Aziz rejeitou todas as 36 propostas, entre elas as dos senadores Izalci Lucas, Vanderlan Cardoso, Oriovisto Guimarães, Laércio Oliveira e do líder da oposição Rogério Marinho, que buscavam preservar a jornada de seis dias de trabalho por um dia de descanso.
O senador justificou a decisão alegando que as emendas permitiriam jornadas acima das 40 horas semanais, contrariando o objetivo central da PEC: reduzir a carga de 44 para 40 horas sem perda salarial e garantir dois dias de folga para a família.
Além das propostas sobre o 6x1, Aziz também descartou emendas que ampliavam o período de transição de 14 meses para até quatro anos, bem como sugestões de adiamento da implementação e de compensações fiscais às empresas.

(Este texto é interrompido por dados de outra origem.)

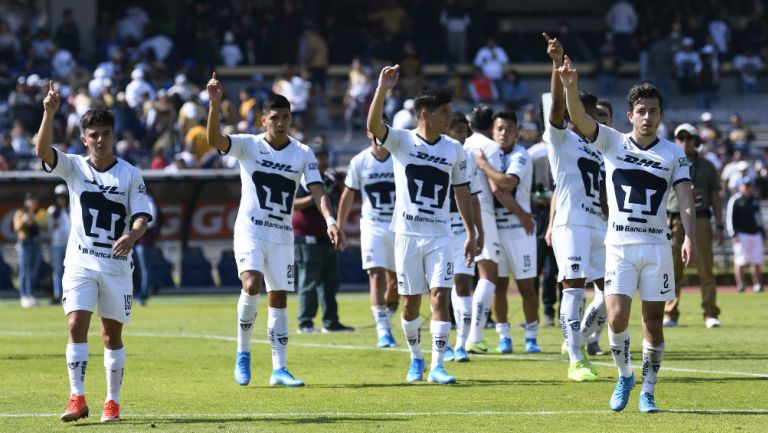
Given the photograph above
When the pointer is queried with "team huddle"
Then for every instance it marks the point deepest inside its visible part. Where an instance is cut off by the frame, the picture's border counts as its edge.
(439, 206)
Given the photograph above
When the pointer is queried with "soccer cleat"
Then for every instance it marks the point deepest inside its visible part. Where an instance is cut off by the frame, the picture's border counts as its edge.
(438, 375)
(416, 371)
(580, 372)
(111, 412)
(648, 404)
(243, 368)
(460, 355)
(283, 377)
(505, 345)
(620, 395)
(480, 347)
(386, 340)
(76, 408)
(531, 346)
(449, 355)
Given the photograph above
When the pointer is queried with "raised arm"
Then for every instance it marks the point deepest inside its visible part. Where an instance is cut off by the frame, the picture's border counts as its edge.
(387, 80)
(43, 148)
(215, 138)
(579, 117)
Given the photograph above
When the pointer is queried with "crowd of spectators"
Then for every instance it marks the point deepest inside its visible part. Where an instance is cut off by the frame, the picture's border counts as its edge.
(150, 61)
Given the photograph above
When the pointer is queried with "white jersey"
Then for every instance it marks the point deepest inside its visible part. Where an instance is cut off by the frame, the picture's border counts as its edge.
(457, 225)
(103, 205)
(269, 179)
(375, 180)
(579, 173)
(638, 182)
(424, 172)
(492, 151)
(517, 163)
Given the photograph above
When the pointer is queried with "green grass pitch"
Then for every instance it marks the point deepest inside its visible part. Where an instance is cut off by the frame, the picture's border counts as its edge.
(181, 356)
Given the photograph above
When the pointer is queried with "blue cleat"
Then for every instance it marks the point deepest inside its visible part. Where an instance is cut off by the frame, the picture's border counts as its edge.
(460, 355)
(620, 395)
(416, 370)
(283, 377)
(531, 346)
(386, 340)
(505, 345)
(648, 404)
(449, 355)
(243, 368)
(438, 375)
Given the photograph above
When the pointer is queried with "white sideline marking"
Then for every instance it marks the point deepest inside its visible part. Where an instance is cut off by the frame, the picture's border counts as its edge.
(369, 348)
(389, 414)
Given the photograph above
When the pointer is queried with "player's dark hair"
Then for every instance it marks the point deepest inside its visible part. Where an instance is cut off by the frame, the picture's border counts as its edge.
(457, 118)
(481, 118)
(607, 104)
(97, 117)
(506, 115)
(275, 101)
(430, 100)
(644, 91)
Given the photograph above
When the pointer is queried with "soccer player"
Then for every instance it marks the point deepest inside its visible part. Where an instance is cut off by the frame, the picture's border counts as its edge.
(110, 212)
(426, 163)
(461, 294)
(640, 170)
(578, 227)
(272, 165)
(370, 173)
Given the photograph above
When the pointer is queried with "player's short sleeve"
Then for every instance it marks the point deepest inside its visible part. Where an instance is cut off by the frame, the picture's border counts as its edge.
(608, 139)
(63, 165)
(138, 199)
(680, 168)
(352, 181)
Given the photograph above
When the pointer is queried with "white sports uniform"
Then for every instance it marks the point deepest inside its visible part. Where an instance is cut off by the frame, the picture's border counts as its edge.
(578, 233)
(638, 251)
(374, 179)
(263, 228)
(104, 204)
(457, 225)
(424, 172)
(480, 143)
(518, 249)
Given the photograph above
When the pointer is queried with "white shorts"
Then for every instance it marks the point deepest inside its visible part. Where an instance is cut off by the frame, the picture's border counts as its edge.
(84, 288)
(491, 246)
(378, 251)
(518, 255)
(647, 267)
(459, 262)
(423, 263)
(273, 260)
(579, 251)
(749, 250)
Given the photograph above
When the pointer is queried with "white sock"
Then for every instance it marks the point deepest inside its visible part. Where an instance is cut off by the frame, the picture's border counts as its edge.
(381, 319)
(463, 320)
(570, 323)
(481, 305)
(620, 351)
(277, 330)
(652, 356)
(246, 315)
(114, 366)
(412, 331)
(439, 331)
(77, 363)
(532, 330)
(503, 330)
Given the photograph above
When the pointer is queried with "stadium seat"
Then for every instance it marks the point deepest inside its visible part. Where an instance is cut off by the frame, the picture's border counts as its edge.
(195, 269)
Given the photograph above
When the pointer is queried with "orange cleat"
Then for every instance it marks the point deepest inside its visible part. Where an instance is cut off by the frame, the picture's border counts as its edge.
(111, 412)
(76, 409)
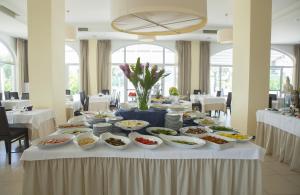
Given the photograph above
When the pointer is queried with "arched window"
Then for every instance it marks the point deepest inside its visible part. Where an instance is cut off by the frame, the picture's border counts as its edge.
(281, 66)
(154, 54)
(7, 69)
(72, 69)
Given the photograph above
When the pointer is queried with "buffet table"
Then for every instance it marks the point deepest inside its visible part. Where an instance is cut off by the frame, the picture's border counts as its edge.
(209, 102)
(40, 122)
(68, 170)
(280, 135)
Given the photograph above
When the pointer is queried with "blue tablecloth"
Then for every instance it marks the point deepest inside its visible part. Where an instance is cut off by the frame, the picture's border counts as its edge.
(155, 117)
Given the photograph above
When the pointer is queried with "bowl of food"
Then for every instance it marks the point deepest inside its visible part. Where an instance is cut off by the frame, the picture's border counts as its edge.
(145, 141)
(86, 140)
(115, 141)
(161, 130)
(131, 125)
(197, 131)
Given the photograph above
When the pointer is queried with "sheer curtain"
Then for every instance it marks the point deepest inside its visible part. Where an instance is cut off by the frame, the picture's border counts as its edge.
(84, 61)
(184, 66)
(204, 66)
(103, 64)
(297, 66)
(22, 63)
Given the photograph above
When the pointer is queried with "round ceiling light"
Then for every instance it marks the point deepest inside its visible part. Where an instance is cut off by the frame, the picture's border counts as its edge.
(158, 17)
(225, 35)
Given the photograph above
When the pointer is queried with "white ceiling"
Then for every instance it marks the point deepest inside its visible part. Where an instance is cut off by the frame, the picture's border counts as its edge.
(95, 15)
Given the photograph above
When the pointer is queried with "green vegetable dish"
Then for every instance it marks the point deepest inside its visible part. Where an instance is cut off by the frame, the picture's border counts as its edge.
(163, 131)
(184, 142)
(221, 128)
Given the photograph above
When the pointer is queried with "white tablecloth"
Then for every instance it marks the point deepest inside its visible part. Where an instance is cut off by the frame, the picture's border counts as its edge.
(34, 117)
(285, 123)
(10, 104)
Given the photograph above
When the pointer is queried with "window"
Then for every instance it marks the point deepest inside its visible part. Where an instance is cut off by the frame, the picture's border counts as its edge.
(221, 71)
(7, 69)
(72, 69)
(154, 54)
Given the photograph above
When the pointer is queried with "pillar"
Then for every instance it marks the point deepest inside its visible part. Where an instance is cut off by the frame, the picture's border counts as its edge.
(251, 61)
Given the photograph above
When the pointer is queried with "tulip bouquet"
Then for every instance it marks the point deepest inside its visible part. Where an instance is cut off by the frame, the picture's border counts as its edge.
(143, 77)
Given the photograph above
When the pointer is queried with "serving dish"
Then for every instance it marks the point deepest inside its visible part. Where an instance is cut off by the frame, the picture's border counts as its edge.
(53, 140)
(114, 141)
(145, 141)
(183, 141)
(161, 130)
(197, 131)
(131, 125)
(86, 141)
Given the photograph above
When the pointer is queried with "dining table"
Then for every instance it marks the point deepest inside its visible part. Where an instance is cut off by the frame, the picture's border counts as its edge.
(280, 135)
(40, 122)
(69, 170)
(209, 102)
(15, 104)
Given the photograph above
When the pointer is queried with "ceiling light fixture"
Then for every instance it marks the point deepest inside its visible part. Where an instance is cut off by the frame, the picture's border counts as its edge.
(225, 36)
(158, 17)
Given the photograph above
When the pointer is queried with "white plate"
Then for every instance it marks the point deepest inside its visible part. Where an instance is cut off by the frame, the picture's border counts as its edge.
(86, 135)
(73, 130)
(185, 129)
(221, 146)
(134, 135)
(38, 143)
(170, 141)
(108, 135)
(150, 129)
(131, 125)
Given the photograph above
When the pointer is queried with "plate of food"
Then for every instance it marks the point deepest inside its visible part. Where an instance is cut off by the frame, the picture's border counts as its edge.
(206, 121)
(238, 137)
(53, 140)
(74, 131)
(86, 140)
(197, 131)
(183, 141)
(131, 125)
(218, 142)
(161, 130)
(218, 128)
(145, 141)
(115, 141)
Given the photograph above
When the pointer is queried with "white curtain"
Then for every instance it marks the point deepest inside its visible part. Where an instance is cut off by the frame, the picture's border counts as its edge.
(84, 62)
(22, 63)
(204, 66)
(103, 64)
(184, 66)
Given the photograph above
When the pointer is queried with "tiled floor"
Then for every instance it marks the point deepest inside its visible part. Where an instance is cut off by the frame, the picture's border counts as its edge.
(277, 178)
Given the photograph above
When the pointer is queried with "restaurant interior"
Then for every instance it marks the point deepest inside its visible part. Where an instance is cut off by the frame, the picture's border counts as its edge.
(161, 97)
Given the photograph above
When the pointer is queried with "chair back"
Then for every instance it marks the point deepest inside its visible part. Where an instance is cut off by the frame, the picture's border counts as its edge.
(105, 91)
(14, 94)
(197, 91)
(7, 95)
(25, 96)
(4, 127)
(229, 98)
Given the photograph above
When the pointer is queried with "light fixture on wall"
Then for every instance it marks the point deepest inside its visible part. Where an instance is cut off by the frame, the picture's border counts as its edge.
(146, 38)
(225, 35)
(70, 33)
(158, 17)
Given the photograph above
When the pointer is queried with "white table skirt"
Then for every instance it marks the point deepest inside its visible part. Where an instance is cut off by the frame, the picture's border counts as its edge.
(285, 123)
(10, 104)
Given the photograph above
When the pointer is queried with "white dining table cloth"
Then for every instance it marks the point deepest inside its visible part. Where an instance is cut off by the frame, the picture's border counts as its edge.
(283, 122)
(10, 104)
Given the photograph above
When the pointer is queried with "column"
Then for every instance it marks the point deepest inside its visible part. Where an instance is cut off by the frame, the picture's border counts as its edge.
(46, 35)
(251, 61)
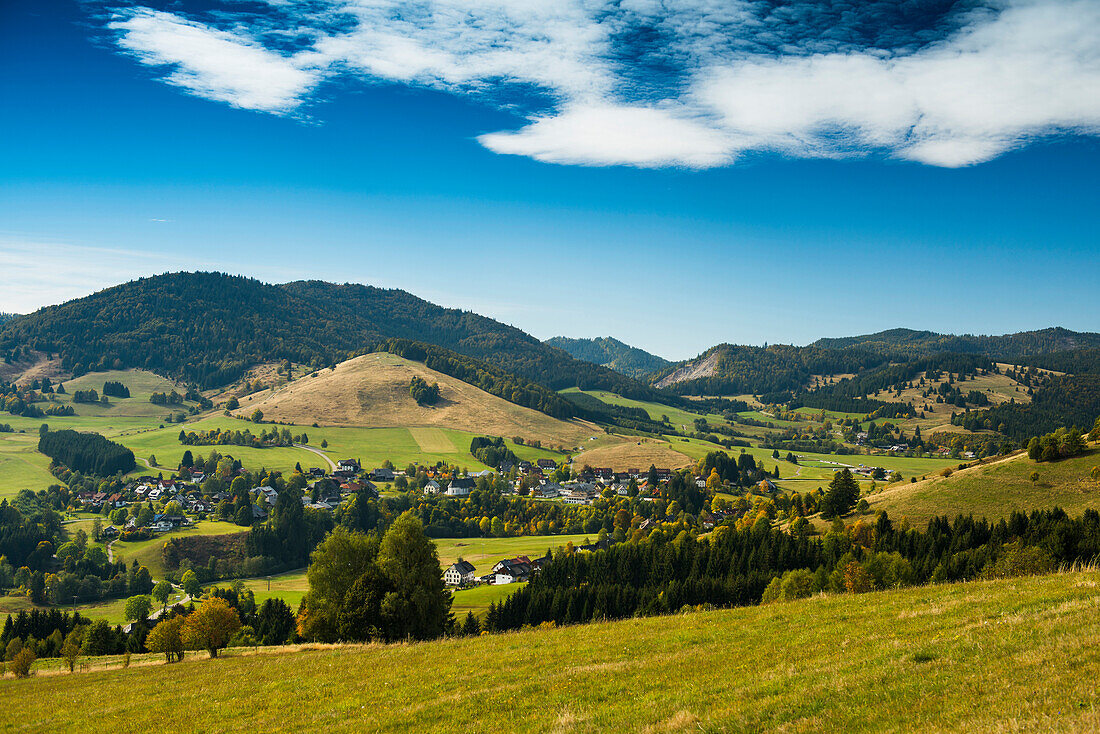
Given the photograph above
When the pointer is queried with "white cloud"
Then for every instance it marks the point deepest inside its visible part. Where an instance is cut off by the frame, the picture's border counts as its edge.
(689, 83)
(215, 64)
(42, 272)
(609, 134)
(1030, 70)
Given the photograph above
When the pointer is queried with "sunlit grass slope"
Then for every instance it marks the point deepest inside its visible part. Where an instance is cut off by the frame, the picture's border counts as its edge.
(1016, 655)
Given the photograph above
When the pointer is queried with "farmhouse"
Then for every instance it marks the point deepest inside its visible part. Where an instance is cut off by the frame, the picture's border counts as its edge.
(549, 491)
(460, 488)
(460, 573)
(382, 474)
(510, 570)
(349, 464)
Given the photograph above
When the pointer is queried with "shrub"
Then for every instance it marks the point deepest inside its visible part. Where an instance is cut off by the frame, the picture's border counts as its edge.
(22, 663)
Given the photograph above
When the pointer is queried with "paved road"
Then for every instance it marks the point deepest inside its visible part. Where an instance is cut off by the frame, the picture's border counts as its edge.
(332, 464)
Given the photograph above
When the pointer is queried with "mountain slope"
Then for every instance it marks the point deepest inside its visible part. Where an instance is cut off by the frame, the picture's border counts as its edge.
(1015, 655)
(612, 353)
(373, 391)
(996, 489)
(209, 328)
(1007, 347)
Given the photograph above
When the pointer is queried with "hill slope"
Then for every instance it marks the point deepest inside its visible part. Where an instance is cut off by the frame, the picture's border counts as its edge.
(373, 391)
(997, 489)
(612, 353)
(1007, 347)
(209, 328)
(1015, 655)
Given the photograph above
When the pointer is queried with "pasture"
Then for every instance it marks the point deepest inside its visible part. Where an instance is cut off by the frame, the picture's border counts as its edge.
(1013, 655)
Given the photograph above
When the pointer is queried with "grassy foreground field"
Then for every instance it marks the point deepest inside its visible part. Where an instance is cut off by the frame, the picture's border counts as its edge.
(1009, 656)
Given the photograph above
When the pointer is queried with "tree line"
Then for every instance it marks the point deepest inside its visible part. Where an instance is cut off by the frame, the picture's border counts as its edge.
(735, 567)
(89, 453)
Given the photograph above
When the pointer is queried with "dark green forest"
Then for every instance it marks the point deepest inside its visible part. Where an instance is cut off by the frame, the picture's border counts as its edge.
(209, 328)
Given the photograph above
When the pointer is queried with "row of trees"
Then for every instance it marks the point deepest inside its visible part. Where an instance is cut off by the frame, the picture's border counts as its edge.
(224, 437)
(422, 393)
(116, 389)
(1062, 444)
(364, 588)
(736, 566)
(89, 452)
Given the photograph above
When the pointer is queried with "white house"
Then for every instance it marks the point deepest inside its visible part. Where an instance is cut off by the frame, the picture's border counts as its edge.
(459, 573)
(460, 488)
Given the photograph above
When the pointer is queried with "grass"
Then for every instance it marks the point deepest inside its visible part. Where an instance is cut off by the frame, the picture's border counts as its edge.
(678, 417)
(141, 384)
(289, 587)
(112, 610)
(373, 391)
(813, 470)
(147, 552)
(476, 600)
(996, 656)
(484, 552)
(997, 489)
(635, 452)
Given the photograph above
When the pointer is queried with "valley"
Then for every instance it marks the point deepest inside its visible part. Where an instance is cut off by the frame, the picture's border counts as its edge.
(750, 475)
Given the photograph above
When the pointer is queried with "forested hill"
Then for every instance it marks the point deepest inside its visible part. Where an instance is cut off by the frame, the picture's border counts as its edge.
(1008, 347)
(739, 370)
(208, 328)
(734, 369)
(612, 353)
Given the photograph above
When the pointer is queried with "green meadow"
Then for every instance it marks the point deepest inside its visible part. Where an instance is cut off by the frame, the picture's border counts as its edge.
(677, 416)
(1015, 655)
(997, 489)
(149, 552)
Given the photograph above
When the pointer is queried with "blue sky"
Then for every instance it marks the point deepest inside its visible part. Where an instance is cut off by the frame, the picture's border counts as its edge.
(672, 174)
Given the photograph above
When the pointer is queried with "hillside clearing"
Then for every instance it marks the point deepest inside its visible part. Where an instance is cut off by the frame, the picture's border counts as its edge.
(996, 490)
(636, 455)
(1015, 655)
(373, 391)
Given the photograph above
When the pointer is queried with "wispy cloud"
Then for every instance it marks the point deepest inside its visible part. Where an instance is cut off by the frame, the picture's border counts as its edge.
(39, 272)
(219, 65)
(660, 83)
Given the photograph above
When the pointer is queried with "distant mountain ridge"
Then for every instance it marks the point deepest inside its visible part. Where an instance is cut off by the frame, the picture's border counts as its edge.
(209, 328)
(733, 369)
(1010, 346)
(612, 353)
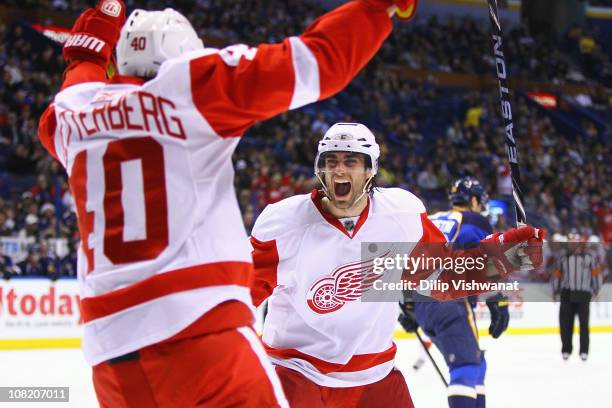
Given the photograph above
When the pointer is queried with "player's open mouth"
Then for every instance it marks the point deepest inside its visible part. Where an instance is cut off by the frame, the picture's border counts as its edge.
(342, 188)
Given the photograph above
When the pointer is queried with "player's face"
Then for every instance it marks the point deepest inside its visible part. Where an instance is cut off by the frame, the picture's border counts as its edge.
(345, 177)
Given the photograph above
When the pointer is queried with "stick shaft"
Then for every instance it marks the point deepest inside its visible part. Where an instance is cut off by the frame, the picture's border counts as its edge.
(506, 109)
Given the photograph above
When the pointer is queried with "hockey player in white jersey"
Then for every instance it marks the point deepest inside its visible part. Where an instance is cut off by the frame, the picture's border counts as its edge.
(329, 347)
(164, 264)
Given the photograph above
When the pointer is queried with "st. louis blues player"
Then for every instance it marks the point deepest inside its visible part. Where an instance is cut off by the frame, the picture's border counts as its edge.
(451, 325)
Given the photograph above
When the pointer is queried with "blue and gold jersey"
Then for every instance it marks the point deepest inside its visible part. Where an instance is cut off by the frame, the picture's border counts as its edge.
(464, 228)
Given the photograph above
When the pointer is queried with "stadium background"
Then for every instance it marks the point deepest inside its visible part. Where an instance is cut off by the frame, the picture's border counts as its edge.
(430, 96)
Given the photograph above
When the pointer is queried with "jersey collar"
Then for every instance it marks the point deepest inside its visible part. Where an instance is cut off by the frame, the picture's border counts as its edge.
(317, 196)
(126, 79)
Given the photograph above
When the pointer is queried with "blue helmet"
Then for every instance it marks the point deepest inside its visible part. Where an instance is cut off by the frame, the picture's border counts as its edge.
(464, 189)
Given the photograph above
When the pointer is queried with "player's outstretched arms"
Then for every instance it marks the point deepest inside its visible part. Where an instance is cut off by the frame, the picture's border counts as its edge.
(240, 85)
(498, 256)
(88, 53)
(92, 39)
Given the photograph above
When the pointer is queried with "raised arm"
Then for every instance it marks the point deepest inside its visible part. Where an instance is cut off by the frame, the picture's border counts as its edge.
(240, 85)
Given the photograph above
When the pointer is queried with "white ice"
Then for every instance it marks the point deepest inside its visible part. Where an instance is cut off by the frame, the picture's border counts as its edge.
(524, 371)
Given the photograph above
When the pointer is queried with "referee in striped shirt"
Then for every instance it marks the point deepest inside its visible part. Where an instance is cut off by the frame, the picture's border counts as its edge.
(577, 280)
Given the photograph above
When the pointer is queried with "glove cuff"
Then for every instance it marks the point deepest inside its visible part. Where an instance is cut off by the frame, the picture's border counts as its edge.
(86, 47)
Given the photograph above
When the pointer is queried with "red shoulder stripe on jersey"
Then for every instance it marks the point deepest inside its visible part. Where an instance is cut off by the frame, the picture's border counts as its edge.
(83, 71)
(343, 41)
(316, 197)
(265, 266)
(236, 87)
(431, 233)
(233, 94)
(194, 277)
(358, 362)
(46, 130)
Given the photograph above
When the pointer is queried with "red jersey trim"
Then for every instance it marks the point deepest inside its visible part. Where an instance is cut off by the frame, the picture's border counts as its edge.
(126, 79)
(358, 362)
(46, 130)
(194, 277)
(265, 265)
(317, 196)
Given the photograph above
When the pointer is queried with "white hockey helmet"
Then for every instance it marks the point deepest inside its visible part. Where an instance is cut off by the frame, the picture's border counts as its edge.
(348, 137)
(148, 38)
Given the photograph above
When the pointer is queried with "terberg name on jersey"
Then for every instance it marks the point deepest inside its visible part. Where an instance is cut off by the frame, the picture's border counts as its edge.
(130, 111)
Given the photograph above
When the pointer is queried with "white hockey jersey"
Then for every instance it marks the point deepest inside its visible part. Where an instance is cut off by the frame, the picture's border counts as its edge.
(150, 169)
(301, 256)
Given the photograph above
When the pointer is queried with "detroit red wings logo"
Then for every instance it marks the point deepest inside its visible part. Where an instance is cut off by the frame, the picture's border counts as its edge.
(346, 284)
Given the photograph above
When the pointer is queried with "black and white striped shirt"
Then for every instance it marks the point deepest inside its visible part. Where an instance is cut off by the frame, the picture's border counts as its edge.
(577, 273)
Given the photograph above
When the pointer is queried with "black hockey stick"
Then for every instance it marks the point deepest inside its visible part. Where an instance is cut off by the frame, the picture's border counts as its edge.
(416, 332)
(506, 108)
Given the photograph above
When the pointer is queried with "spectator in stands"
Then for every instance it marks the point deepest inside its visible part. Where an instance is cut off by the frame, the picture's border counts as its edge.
(68, 264)
(30, 229)
(7, 270)
(6, 230)
(31, 265)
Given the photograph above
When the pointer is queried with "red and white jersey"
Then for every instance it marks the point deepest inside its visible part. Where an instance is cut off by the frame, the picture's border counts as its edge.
(162, 239)
(317, 324)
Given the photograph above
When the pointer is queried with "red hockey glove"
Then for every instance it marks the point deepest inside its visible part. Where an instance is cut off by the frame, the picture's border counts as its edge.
(404, 9)
(95, 33)
(514, 249)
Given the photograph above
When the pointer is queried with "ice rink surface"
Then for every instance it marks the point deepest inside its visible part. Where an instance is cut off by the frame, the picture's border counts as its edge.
(524, 371)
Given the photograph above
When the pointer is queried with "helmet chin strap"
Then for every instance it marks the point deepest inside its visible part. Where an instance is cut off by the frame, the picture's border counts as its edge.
(364, 191)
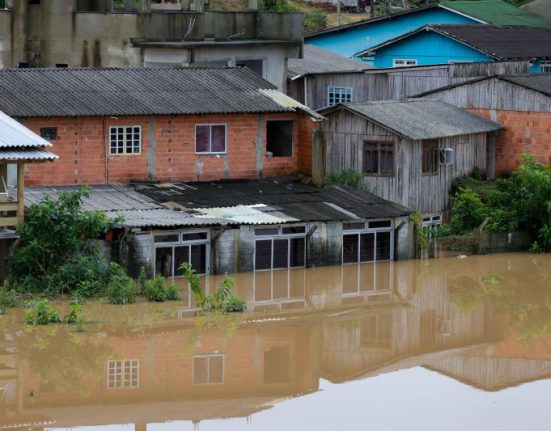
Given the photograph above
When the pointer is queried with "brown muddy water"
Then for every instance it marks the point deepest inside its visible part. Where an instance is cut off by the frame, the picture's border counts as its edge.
(443, 344)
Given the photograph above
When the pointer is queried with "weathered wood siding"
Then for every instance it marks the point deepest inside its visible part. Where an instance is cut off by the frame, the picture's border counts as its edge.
(395, 83)
(345, 134)
(494, 94)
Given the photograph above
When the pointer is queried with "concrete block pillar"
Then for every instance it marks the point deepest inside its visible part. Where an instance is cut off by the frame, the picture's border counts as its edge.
(318, 158)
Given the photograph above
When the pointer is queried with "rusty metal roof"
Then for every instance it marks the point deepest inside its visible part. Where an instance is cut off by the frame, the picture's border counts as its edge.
(138, 91)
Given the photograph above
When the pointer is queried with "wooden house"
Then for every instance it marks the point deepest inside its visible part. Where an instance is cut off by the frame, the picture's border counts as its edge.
(409, 152)
(522, 104)
(18, 146)
(323, 78)
(350, 39)
(444, 44)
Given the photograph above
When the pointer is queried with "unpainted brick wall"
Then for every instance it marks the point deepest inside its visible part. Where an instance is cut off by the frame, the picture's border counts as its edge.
(83, 148)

A PEC 221, aprovada na Câmara com apenas 22 votos contrários, prevê a diminuição da jornada semanal para 40 horas, dois dias de descanso remunerado e uma fase de transição de 14 meses antes da aplicação total.
Lideranças do governo defendem que a proposta siga para o plenário ainda hoje, argumentando que a redução da jornada não trará risco ao país, como já ocorreu em 1988, quando a carga passou de 48 para 44 horas.